A common say by broadband operators (and DPI vendors) is that x% (usually 5%) of broadband subscribers consume yy% (usually 50%) of total traffic (like here and here). Without un-biased hard data, this was so far just a common argument to justify traffic management - like saying "these abusers take it all from the silent majority".
In addition, when mobile operators are moving to usage-based billing (see - AT&T, Verizon, O2 UK) they usually say something like "Currently, 98% of AT&T smartphone customers use less than 2 GB of data a month on average" - i.e. moving to unlimited data is good for you, Mr. consumer. Some challenge this - see an example here.

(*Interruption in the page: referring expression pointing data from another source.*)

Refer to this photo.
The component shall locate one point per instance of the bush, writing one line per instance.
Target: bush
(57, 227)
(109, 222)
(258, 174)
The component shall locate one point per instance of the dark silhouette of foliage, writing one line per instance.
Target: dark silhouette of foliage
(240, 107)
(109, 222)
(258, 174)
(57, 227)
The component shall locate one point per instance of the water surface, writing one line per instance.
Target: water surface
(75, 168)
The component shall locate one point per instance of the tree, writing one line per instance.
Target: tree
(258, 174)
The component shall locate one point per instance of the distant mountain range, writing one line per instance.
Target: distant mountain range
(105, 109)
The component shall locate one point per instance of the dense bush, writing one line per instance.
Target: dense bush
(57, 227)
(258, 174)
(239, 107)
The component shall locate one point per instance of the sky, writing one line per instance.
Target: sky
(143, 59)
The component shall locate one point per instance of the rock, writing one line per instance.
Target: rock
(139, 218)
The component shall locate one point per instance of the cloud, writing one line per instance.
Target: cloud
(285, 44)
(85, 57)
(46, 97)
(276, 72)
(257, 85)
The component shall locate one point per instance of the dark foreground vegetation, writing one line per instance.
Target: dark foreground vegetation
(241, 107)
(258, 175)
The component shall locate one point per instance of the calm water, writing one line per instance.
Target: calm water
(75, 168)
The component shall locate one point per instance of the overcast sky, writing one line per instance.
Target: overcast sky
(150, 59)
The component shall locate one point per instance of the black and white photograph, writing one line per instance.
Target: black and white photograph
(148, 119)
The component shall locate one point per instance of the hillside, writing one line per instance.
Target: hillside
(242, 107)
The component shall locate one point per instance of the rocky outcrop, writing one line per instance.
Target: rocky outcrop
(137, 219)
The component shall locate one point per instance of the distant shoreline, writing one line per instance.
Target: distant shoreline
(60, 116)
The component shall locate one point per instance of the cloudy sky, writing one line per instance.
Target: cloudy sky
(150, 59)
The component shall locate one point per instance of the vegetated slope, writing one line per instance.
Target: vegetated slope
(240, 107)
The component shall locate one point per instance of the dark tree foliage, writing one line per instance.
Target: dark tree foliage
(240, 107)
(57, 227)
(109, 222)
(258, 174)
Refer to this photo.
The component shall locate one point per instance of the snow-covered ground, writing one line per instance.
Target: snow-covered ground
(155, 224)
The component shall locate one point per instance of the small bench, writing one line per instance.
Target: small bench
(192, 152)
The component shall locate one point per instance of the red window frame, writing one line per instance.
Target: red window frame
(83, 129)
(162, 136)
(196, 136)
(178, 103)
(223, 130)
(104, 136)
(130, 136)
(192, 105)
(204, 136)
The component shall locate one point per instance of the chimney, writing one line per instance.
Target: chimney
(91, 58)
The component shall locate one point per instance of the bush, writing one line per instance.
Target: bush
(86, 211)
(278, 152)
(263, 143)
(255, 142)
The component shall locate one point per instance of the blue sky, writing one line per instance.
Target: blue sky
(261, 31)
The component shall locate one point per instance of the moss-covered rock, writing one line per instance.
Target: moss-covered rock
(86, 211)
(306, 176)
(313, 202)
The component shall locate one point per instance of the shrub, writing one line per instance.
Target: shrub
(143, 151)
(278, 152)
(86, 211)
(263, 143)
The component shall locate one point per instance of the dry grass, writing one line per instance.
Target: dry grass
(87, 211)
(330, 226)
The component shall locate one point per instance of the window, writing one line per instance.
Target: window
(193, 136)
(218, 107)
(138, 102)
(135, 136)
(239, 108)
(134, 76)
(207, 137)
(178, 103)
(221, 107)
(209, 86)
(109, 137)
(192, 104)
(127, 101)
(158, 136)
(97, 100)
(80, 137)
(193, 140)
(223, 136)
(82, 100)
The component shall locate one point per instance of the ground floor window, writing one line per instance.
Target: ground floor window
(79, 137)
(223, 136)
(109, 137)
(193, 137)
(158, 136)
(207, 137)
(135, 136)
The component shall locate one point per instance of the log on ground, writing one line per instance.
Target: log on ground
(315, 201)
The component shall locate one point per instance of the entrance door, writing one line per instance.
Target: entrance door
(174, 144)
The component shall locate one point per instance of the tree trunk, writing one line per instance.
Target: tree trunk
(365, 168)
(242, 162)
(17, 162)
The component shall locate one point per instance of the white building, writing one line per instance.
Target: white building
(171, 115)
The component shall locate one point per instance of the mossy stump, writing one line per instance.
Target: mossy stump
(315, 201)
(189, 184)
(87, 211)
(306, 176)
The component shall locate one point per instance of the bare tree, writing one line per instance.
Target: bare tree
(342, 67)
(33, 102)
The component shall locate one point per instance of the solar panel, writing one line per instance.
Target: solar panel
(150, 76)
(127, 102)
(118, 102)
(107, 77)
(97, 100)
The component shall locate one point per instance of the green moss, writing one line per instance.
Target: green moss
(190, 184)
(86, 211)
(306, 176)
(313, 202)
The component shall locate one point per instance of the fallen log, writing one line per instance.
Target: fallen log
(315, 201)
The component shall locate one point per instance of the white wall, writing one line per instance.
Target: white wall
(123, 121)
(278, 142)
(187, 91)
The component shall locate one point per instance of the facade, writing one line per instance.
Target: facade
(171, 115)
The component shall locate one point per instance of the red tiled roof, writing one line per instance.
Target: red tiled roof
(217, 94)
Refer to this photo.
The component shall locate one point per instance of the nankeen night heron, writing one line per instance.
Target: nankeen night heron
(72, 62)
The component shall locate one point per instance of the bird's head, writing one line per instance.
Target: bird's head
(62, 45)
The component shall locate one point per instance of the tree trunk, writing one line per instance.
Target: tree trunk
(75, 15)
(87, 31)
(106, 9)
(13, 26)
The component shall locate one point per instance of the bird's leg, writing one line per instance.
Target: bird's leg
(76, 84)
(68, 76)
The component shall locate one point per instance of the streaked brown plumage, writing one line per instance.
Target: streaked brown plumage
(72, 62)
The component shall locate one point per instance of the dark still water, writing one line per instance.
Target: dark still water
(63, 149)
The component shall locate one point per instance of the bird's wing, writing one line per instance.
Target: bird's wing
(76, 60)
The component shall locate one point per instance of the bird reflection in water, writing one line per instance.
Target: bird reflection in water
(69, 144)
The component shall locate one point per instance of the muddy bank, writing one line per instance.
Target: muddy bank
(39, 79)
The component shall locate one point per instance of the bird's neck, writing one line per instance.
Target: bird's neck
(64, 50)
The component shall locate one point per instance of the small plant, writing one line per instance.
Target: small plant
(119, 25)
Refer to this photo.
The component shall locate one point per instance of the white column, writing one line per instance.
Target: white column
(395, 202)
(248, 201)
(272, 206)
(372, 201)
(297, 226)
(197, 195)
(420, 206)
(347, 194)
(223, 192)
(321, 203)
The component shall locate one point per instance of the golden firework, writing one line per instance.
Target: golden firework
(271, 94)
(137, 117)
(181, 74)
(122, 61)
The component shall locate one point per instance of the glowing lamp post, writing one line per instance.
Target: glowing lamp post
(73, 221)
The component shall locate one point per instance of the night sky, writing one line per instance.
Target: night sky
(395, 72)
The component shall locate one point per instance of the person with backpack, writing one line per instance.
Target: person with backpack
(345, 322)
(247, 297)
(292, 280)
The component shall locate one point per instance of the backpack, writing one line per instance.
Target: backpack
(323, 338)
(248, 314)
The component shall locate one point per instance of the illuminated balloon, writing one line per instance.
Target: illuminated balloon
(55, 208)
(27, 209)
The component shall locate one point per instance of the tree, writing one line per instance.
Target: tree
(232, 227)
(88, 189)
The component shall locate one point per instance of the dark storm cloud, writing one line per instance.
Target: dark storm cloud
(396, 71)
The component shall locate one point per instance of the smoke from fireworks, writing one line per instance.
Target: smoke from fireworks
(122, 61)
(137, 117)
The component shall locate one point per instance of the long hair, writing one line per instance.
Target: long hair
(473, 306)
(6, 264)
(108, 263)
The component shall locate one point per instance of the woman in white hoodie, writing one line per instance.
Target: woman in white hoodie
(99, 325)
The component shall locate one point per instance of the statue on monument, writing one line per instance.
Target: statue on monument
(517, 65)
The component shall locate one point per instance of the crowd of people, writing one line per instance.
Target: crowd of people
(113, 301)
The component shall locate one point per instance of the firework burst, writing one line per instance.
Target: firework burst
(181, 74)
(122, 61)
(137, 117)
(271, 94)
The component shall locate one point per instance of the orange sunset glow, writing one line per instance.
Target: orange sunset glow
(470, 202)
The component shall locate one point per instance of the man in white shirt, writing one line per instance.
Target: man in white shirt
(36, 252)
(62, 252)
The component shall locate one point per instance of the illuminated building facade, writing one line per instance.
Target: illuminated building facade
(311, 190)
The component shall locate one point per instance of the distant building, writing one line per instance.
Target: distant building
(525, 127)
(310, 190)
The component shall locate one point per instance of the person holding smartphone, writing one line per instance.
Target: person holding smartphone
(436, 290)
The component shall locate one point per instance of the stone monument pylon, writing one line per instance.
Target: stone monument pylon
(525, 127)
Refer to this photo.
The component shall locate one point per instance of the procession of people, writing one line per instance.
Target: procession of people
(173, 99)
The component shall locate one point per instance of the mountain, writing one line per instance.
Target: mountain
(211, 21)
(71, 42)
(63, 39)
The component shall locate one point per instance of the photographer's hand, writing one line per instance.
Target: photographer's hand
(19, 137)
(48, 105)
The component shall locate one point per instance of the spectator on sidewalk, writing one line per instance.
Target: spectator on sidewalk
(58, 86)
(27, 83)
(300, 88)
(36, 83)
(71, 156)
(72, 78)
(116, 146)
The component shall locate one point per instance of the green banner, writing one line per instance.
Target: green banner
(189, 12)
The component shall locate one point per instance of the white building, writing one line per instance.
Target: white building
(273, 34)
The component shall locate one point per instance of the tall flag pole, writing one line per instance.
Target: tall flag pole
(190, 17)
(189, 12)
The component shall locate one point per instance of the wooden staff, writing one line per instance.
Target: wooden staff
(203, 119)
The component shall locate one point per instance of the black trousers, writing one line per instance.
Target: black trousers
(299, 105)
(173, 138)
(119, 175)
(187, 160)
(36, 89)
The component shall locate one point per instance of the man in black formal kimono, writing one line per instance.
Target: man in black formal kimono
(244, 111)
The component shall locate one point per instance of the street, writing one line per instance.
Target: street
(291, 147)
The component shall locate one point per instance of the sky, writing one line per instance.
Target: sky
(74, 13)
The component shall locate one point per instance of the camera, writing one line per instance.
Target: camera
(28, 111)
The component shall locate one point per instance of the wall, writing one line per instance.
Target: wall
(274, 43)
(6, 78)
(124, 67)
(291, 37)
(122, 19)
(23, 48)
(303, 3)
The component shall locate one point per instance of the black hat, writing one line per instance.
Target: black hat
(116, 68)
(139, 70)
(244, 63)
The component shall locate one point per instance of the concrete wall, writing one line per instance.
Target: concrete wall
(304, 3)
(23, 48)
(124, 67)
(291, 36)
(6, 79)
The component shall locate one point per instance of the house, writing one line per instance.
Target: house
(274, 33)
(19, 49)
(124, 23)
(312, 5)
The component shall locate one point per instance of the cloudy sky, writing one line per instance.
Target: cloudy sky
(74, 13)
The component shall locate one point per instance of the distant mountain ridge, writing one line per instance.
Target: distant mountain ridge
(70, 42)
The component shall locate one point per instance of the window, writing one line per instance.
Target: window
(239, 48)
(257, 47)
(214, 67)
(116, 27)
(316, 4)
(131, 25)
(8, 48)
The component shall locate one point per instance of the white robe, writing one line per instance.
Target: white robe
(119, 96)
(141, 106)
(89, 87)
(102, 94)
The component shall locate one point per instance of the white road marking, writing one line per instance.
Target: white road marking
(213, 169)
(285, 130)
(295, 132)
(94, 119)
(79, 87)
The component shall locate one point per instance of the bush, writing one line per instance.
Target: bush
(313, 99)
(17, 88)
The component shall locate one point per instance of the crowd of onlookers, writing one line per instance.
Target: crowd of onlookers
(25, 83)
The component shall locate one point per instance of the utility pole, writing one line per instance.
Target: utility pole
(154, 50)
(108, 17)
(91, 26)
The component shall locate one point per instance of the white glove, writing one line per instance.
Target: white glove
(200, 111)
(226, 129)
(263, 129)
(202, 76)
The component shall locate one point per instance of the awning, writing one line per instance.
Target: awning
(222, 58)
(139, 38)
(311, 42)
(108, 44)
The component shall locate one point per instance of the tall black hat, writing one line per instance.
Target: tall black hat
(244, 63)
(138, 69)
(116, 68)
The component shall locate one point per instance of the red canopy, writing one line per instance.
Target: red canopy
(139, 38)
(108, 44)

Nielsen Wire has just published some findings on US smartphone usage, showing percentile information.
The data comes from real phone bills ("from more than 60,000 mobile customers every month") and Q1 of 2010 shows an increase of 230% (!) in the average data consumption. In 2010, the top 6% consumed 50% of all data.
According to Nielsen - "99% .. are better off with a pricing scheme like AT&T’s new data pricing model than under flat-rate pricing where they are paying for much more than they ever use.". This confirms AT&T claims.
So I wonder why AT&T is doing this - maybe they expect this 230% yearly growth to continue .. (see "AT&T CTO: Traffic has Grown 5,000% in 3 Years" - here).